All this seems well in line with the teaching of Scripture, especially in its emphasis on true church leadership and the distinction to be maintained between leaders and congregants, the priesthood of all believers notwithstanding. (Indeed, I think the strongest statement of the priesthood of all believers comes directly after Paul’s distinguishing leaders from congregants in Ephesians 4:11-6.)

 

But Bonhoeffer presses on, as he is wont to do, and challenges our reactive Reformation approach to the Scriptures within the congregation:

 

The office of proclamation, the testimony to Jesus Christ, is inseparably bound up with Holy Scripture. At this point we must venture to advance the proposition that Scripture is essentially the property of the office of preaching and that it is the preaching which properly belongs to the congregation. Scripture requires to be interpreted and preached.[1] By its nature it is not a book of edification for the congregation. What rightly belongs to the congregation is the text of the sermon together with the interpretation of the this text, and on this basis there is a “searching of the Scriptures, whether these things be so” (Acts 17.11), that is to say, whether they are really as the preaching has proclaimed them to be; in certain unusual circumstances, therefore, there arises the necessity for contradicting the preaching on the basis of Holy Scripture. But even here it is presupposed that Holy Scripture belongs essentially to the office of teaching. If individual Christians, or groups of Christians, seize hold of the Bible, appealing to the equal right of all Christians, to the right of the faithful to speak for themselves and to the self-evident truth of the scriptural word, it is by no means a sign of special reverence or special scriptural understanding for the essential character of the divine revelation. In this lies the source of a great deal of presumption, disorder, rebellion and scriptural confusion. Respect for the holy character of the Scripture demands recognition of the fact that it is only by grace that a man is called upon to interpret and proclaim it and that it is also by grace that a man is permitted even to be a hearer of the interpretation and proclamation. The book of homilies and the prayer-book are the principal books for the congregation; the Holy Scripture is the book for the preacher; there can be little doubt that this formulation correctly represents the divinely ordained relationship between the congregation and the office.

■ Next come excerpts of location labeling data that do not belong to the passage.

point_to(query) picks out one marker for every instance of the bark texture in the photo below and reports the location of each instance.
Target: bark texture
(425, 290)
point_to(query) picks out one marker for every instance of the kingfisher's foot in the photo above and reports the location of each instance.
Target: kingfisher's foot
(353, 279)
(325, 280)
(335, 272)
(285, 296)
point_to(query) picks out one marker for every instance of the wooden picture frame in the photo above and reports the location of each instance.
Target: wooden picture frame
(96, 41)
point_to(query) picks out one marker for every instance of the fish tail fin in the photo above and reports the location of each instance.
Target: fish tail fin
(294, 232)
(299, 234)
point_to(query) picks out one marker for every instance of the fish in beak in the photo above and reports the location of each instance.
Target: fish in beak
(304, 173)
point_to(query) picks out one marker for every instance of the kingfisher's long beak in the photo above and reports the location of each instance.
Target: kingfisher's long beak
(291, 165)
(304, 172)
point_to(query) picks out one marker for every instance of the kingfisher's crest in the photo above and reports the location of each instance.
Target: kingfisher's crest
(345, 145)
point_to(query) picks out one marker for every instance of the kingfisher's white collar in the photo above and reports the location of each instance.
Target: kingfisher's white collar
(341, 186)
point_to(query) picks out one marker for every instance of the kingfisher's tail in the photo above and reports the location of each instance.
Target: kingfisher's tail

It must at the same time be borne clearly in mind that these ideas do not spring from a clergyman’s desire to schoolmaster the laity; they follow from the revelation of God himself.[2]

 

These are tough words, flying in the face of much contemporary thinking, but I suspect Bonhoeffer’s last assertion is true: this is the revelation of God himself throughout the New Testament. Many of the errors of both theory and practice in the local church spring from a diminished view of the office of proclamation and an elevated view of the role of the congregation.

 

One needn’t agree with every jot and tittle of Bonhoeffer’s work in order to gain mightily from reflection on the problem he exposes. To that reflection I challenge you—both preachers and congregants—to commit yourselves.



[1] A future series will detail the many ways we can misconstrue Scripture, and why interpretation and proclamation proves so necessary.

[2] Ethics, trans. N.H. Smith, 1st Touchstone ed. (New York: Simon and Schuster, 1995): 289-290. Emphasis is his throughout.